Esther – Part 3

Final Notes, Practical Lessons and Conclusion


The writer is unknown. He was possibly a Persian Jew who had access to ‘the book of the chronicles of the kings of Media and Persia’, Esther 10. 2. Others suggest it was written by Mordecai.

Dates and Time Span

There are three specific date markers:

  • Chapter 1 verse 3 - ‘the third year of his (Ahasuerus) reign’ - circa 483 BC
  • Chapter 2 verse 16 - ‘the seventh year of his reign’ - circa 479 BC
  • Chapter 3 verse 7 - ‘in the twelfth year of king Ahasuerus’ - 474 BC

The book spans about twelve years, focusing on the period commencing in Ahasuerus’s twelfth year with the decree to destroy the Jews.

Casting Pur

In chapter 3 verse 7, we read about ‘casting Pur before Haman’. This refers to Haman seeking guidance from diviners and astrologers, which possibly involved the casting of lots. This is how he arrived at the date for the destruction of the Jews.

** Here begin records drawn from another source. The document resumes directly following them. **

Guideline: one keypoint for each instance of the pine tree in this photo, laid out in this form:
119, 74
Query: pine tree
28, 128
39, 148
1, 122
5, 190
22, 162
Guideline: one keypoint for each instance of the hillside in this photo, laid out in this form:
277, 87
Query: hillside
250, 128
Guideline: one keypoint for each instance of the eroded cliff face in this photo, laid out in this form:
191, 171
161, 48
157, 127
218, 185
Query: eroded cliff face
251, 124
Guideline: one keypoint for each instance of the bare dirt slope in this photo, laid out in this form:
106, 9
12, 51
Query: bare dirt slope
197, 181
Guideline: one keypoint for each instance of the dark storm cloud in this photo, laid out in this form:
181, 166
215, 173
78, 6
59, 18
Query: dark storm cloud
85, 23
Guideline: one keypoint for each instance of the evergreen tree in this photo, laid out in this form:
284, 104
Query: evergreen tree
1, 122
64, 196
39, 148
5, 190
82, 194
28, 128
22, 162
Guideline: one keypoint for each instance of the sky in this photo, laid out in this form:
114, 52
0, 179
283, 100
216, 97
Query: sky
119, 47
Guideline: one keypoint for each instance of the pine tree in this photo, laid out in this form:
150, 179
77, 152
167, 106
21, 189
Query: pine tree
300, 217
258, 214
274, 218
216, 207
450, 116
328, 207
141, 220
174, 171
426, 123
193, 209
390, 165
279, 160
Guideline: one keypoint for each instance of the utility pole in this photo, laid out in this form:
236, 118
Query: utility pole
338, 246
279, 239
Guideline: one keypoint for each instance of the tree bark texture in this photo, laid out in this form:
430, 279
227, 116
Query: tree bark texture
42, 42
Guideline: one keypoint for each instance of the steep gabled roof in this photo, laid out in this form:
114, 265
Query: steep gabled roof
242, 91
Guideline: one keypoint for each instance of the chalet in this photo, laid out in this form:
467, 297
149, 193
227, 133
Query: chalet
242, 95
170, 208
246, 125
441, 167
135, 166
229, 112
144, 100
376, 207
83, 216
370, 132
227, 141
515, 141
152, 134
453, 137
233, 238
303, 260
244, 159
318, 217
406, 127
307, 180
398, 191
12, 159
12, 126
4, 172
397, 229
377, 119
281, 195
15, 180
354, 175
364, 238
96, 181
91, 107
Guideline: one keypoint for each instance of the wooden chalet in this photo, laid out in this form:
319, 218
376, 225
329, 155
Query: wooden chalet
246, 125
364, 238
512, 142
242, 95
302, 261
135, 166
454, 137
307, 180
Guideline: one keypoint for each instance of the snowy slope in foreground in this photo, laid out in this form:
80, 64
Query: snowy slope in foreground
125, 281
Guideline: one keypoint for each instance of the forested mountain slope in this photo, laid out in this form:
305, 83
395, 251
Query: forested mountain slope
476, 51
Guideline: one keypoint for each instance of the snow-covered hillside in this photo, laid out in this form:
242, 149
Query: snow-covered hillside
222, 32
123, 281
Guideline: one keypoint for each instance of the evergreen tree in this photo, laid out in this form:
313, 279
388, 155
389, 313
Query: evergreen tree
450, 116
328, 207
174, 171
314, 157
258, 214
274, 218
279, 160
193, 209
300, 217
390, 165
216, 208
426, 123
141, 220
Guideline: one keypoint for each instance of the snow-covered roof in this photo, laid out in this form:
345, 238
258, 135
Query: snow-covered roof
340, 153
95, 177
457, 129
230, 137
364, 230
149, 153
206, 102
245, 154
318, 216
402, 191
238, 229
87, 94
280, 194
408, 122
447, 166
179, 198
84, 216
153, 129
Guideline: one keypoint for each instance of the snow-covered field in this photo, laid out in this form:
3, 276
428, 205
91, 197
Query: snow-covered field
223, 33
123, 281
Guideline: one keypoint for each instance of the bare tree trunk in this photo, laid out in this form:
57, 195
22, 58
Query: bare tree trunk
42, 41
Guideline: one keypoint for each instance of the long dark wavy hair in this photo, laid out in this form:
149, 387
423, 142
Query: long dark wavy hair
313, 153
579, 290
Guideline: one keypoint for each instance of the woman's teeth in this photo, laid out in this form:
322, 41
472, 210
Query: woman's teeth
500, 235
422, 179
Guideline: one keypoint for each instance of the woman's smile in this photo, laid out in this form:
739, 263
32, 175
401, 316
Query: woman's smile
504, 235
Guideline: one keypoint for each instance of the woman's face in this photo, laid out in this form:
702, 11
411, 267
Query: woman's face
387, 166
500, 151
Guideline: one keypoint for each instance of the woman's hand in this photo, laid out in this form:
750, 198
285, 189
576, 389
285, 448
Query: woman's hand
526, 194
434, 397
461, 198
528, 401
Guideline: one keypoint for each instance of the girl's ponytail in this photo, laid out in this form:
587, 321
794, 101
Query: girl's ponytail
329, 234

There is a practical lesson here. Trying to understand the future through astrology and horoscopes is wrong. Christians must not be involved in such practices. Esther shows that the Lord is in control, so we need not worry about the future. It is completely safe in His hands.

The Law of the Medes and Persians

Once a law was written in the king’s name and sealed with his seal, it could not be altered or reversed, Esther 8. 8. So it was not possible to cancel the decree ordering the destruction of the Jews, 3. 8-14; instead, a further decree had to be issued, 8. 9-14, which permitted the Jews to defend themselves on the day the earlier decree was to be carried out - note the wording of chapter 8 verse 13.


Effective, speedy communication is essential to government and this is evident in Esther in the form of letters, sealed with the king’s seal, distributed by runners, and mounted couriers. Note how comprehensive the descriptions are - every language was covered, and every part of the kingdom reached. The full machinery of state was used to trigger the genocide, but subsequently used to counter that.

  • Chapter 3 verses 9 to 14 - This is the irreversible decree of 13th Nisan ordering ‘to destroy, to kill, and to cause to perish all Jews’ on 13th Adar.
  • Chapter 8 verses 9 to 14 - The counteracting decree, composed by Mordecai, dated 23 Sivan, empowering the Jews in all the provinces to prepare for and to defend themselves on 13th Adar.
  • Chapter 9 verses 20 to 22 - The letter to the Jews throughout the kingdom, written by Mordecai, to establish a two-day celebration of the victorious events, to be held yearly on 14 and 15th Adar. It is referred to as Purim and is celebrated up to the present day.
  • Chapter 9 verse 29 - A ‘second letter of Purim’ from Esther confirming, by command, the instructions given by Mordecai regarding Purim.

Another lesson is that we are called upon to be subject to government, Rom. 13. 1, but that there may be laws contrary to the word of God that we cannot obey, which was Daniel’s experience, Dan. 6.

Celebrations, Banquets and Feasts

There are feasts and banquets throughout the book.

  • Chapter 1 verses 1 to 4 - The book begins with a great 180-day celebration of the wealth and power of the kingdom in Shushan the palace; a gathering to win the cooperation of the military leaders of Persia and Media to support Ahasuerus with his ongoing military campaign against Greece.
  • Chapter 1 verse 5 to 8 - A subsequent seven-day banquet, in tents and marquees in ‘the court of the garden of the king’s palace’. It was notable for the fact that no limitation was placed on the behaviour of the guests; ‘each man was allowed to drink with no restriction’, Esther 1. 8 NIV.
  • Chapter 1 verse 9 - A simultaneous banquet held by Vashti.
  • Chapter 2 verse 18 - A banquet termed ‘Esther’s feast’ to celebrate her coronation.
  • Chapter 5 verse 6 and chapter 7 verse 1 - Esther’s two-part banquet with Ahasuerus and Haman when she revealed her nationality and exposed Haman’s wickedness.
  • Chapter 9 verses 17 and 18 - The Jews celebrated ‘rest from their enemies’ with ‘a day of feasting and gladness’ on 14 and 15th Adar.

Some of these banquets ended with debauched behaviour because of the levels of alcohol consumed - a practical lesson for us as Christians is to avoid such events and, because of the dangers involved, to abstain from alcohol altogether!


Esther teaches us that despite outward appearances, world events, and even our own spiritual condition, the Lord is in control, moving faithfully and unfalteringly to protect His people and bring about His own purposes.